Department of Ecology, University of Kaiserslautern, Kaiserslautern, Germany.
Department of Molecular Ecology, University of Kaiserslautern, Kaiserslautern, Germany.
Environ Microbiol. 2019 Nov;21(11):4109-4124. doi: 10.1111/1462-2920.14764. Epub 2019 Aug 16.
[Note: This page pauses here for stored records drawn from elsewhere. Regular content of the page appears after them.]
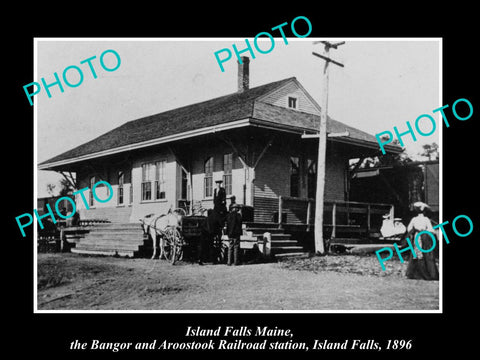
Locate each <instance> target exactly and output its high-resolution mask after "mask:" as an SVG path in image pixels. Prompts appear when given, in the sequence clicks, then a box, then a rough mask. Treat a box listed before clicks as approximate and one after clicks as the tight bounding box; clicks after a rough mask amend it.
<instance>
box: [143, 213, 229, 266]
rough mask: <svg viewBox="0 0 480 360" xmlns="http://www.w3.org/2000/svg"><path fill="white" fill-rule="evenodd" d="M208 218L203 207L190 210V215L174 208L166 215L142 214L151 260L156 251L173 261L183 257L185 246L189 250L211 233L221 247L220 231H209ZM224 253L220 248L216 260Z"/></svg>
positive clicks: (166, 214)
mask: <svg viewBox="0 0 480 360" xmlns="http://www.w3.org/2000/svg"><path fill="white" fill-rule="evenodd" d="M208 220H209V217H208V215H207V210H206V209H203V208H200V209H198V210H196V211H193V213H192V214H191V215H187V213H186V211H185V210H184V209H182V208H177V209H174V210H170V211H169V212H168V213H167V214H162V215H154V214H150V215H147V216H145V217H144V218H143V219H141V220H140V221H141V222H142V227H143V230H144V233H146V234H148V237H149V240H151V241H152V244H153V256H152V259H153V258H155V257H156V256H157V250H159V252H160V254H159V258H160V259H161V258H165V259H166V260H168V261H170V262H171V263H172V264H175V262H177V261H180V260H182V259H183V257H184V252H185V249H186V248H189V249H190V250H192V249H193V248H195V247H196V246H195V245H197V244H198V242H199V241H201V240H202V237H205V236H212V237H213V238H214V244H216V246H218V245H220V246H221V245H222V242H221V233H220V234H212V232H211V231H210V230H209V228H210V227H209V226H208ZM157 241H158V245H157ZM223 255H224V254H223V251H220V252H219V261H222V260H223V258H224V256H223Z"/></svg>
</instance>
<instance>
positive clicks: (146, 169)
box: [131, 160, 167, 201]
mask: <svg viewBox="0 0 480 360" xmlns="http://www.w3.org/2000/svg"><path fill="white" fill-rule="evenodd" d="M166 163H167V162H166V161H165V160H163V161H157V162H155V163H149V164H143V165H142V201H145V200H147V201H148V200H159V199H165V187H166V181H165V179H166V176H165V171H166V170H165V167H166ZM131 196H132V197H133V194H132V195H131Z"/></svg>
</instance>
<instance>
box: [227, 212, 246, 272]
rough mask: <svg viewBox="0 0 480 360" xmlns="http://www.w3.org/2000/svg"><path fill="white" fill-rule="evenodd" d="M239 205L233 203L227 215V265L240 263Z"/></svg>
mask: <svg viewBox="0 0 480 360" xmlns="http://www.w3.org/2000/svg"><path fill="white" fill-rule="evenodd" d="M239 208H240V206H239V205H238V204H235V205H233V206H232V210H231V211H230V213H229V214H228V215H227V236H228V257H227V265H232V264H233V265H240V236H241V235H242V233H243V230H242V215H241V214H240V213H239V211H238V210H239Z"/></svg>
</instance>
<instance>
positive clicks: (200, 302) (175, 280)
mask: <svg viewBox="0 0 480 360" xmlns="http://www.w3.org/2000/svg"><path fill="white" fill-rule="evenodd" d="M404 268H405V264H400V263H399V262H398V261H397V262H392V264H391V266H390V268H389V269H387V272H382V271H381V269H380V266H379V265H378V261H376V260H375V259H373V258H372V257H358V256H356V257H351V256H350V257H349V256H342V257H335V256H333V257H328V256H327V257H323V258H317V257H314V258H310V259H305V260H295V261H290V262H286V263H266V264H255V265H242V266H238V267H233V266H232V267H228V266H226V265H204V266H199V265H196V264H191V263H179V264H177V265H175V266H172V265H170V264H169V263H167V262H166V261H162V260H148V259H124V258H113V257H93V256H92V257H89V256H81V255H76V254H39V255H38V293H37V300H38V309H39V310H46V309H49V310H333V309H335V310H398V309H402V310H425V309H428V310H435V309H438V306H439V282H438V281H417V280H408V279H406V278H405V277H404V276H403V273H404Z"/></svg>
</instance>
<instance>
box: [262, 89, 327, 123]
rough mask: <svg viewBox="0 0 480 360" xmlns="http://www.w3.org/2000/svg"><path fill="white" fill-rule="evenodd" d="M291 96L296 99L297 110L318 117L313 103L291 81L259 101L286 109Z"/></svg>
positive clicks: (299, 89)
mask: <svg viewBox="0 0 480 360" xmlns="http://www.w3.org/2000/svg"><path fill="white" fill-rule="evenodd" d="M289 96H293V97H295V98H297V110H298V111H302V112H306V113H309V114H315V115H320V112H319V111H318V109H317V107H316V106H315V104H314V103H312V101H311V100H310V99H309V98H308V97H307V95H305V93H304V92H303V90H302V89H301V88H300V87H298V85H297V84H295V83H294V82H293V81H292V82H289V83H287V84H285V86H283V87H281V88H280V89H277V90H276V91H274V92H272V93H271V94H268V95H267V96H266V97H264V98H262V99H261V101H262V102H265V103H267V104H272V105H276V106H281V107H286V108H288V97H289Z"/></svg>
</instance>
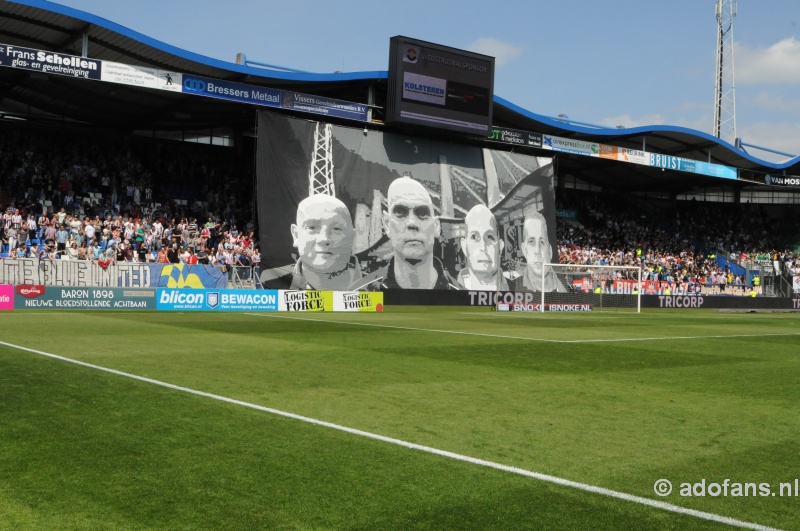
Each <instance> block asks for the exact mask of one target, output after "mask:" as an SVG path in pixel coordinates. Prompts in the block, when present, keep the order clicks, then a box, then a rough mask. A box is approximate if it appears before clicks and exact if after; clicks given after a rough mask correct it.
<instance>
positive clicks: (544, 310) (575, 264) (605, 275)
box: [496, 262, 642, 313]
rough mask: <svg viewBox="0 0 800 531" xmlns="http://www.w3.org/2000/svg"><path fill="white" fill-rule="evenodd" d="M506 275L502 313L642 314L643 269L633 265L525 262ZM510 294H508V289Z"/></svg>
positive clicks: (501, 298) (500, 300) (503, 286)
mask: <svg viewBox="0 0 800 531" xmlns="http://www.w3.org/2000/svg"><path fill="white" fill-rule="evenodd" d="M515 266H516V267H514V269H513V270H512V271H510V272H508V273H505V274H504V277H505V279H506V281H505V282H504V283H503V284H504V286H503V287H502V288H501V290H498V292H497V294H496V301H497V307H496V309H497V310H498V311H534V312H547V311H555V312H589V311H593V312H596V311H632V312H637V313H638V312H640V311H641V293H642V284H641V269H640V268H639V267H631V266H599V265H579V264H538V267H528V264H526V263H525V262H519V263H516V264H515ZM506 289H507V290H508V291H505V290H506Z"/></svg>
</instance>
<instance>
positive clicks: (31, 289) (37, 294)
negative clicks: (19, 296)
mask: <svg viewBox="0 0 800 531" xmlns="http://www.w3.org/2000/svg"><path fill="white" fill-rule="evenodd" d="M44 290H45V287H44V286H42V285H41V284H22V285H20V286H17V288H16V291H17V294H19V295H22V296H23V297H25V298H27V299H35V298H36V297H39V296H41V295H44Z"/></svg>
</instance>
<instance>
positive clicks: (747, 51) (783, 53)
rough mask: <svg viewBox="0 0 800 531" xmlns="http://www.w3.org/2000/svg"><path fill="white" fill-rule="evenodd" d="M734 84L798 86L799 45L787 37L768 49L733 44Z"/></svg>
mask: <svg viewBox="0 0 800 531" xmlns="http://www.w3.org/2000/svg"><path fill="white" fill-rule="evenodd" d="M733 54H734V62H735V64H734V68H735V75H736V83H741V84H770V83H791V84H796V83H800V41H798V40H796V39H795V38H794V37H789V38H787V39H783V40H782V41H778V42H776V43H775V44H773V45H772V46H770V47H769V48H750V47H747V46H745V45H741V44H738V43H735V44H734V52H733Z"/></svg>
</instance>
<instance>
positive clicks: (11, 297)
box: [0, 284, 14, 311]
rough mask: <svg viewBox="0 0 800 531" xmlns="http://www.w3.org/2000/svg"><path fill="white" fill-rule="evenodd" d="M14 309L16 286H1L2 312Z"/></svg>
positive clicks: (1, 305) (1, 284)
mask: <svg viewBox="0 0 800 531" xmlns="http://www.w3.org/2000/svg"><path fill="white" fill-rule="evenodd" d="M13 309H14V286H11V285H10V284H0V311H1V310H13Z"/></svg>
Effective and precise grouping of highly similar sequences remains a major bottleneck in the evaluation of high-throughput sequencing datasets. Amplicon sequence variants (ASVs) offer a promising alternative that may supersede the widely used operational taxonomic units (OTUs) in environmental sequencing studies. We compared the performance of a recently developed pipeline based on the algorithm DADA2 for obtaining ASVs against a pipeline based on the algorithm SWARM for obtaining OTUs. Illumina-sequencing of 29 individual ciliate species resulted in up to 11 ASVs per species, while SWARM produced up to 19 OTUs per species. To improve the congruency between species diversity and molecular diversity, we applied sequence similarity networks (SSNs) for second-level sequence grouping into network sequence clusters (NSCs). At 100% sequence similarity in SWARM-SSNs, NSC numbers decreased from 7.9-fold overestimation without abundance filter, to 4.5-fold overestimation when an abundance filter was applied. For the DADA2-SSN approach, NSC numbers decreased from 3.5-fold to 3-fold overestimation. Rand index cluster analyses predicted best binning results between 97% and 94% sequence similarity for both DADA2-SSNs and SWARM-SSNs. Depending on the ecological questions addressed in an environmental sequencing study with protists we recommend ASVs as replacement for OTUs, best in combination with SSNs.
在评估高通量测序数据集时,高效准确地对高度相似的序列进行分组仍然是一个主要瓶颈。扩增子序列变异 (ASVs) 提供了一种很有前途的替代方法,可能会在环境测序研究中取代广泛使用的分类操作单元 (OTUs)。我们比较了一种基于算法 DADA2 获得 ASVs 的最新开发的管道和一种基于算法 SWARM 获得 OTUs 的管道的性能。对 29 个个体纤毛虫物种进行 Illumina 测序,每个物种最多可获得 11 个 ASVs,而 SWARM 每个物种最多可获得 19 个 OTUs。为了提高物种多样性和分子多样性之间的一致性,我们应用序列相似性网络 (SSNs) 将二级序列分组为网络序列簇 (NSC)。在 SWARM-SSNs 中达到 100%序列相似性时,没有丰度过滤时 NSC 数量的高估从 7.9 倍减少到应用丰度过滤时的 4.5 倍。对于 DADA2-SSN 方法,NSC 数量的高估从 3.5 倍减少到 3 倍。兰德指数聚类分析预测,对于 DADA2-SSNs 和 SWARM-SSNs,最佳聚类结果在 97%和 94%序列相似性之间。根据在原生动物环境测序研究中解决的生态问题,我们建议将 ASVs 作为 OTUs 的替代品,最好与 SSNs 结合使用。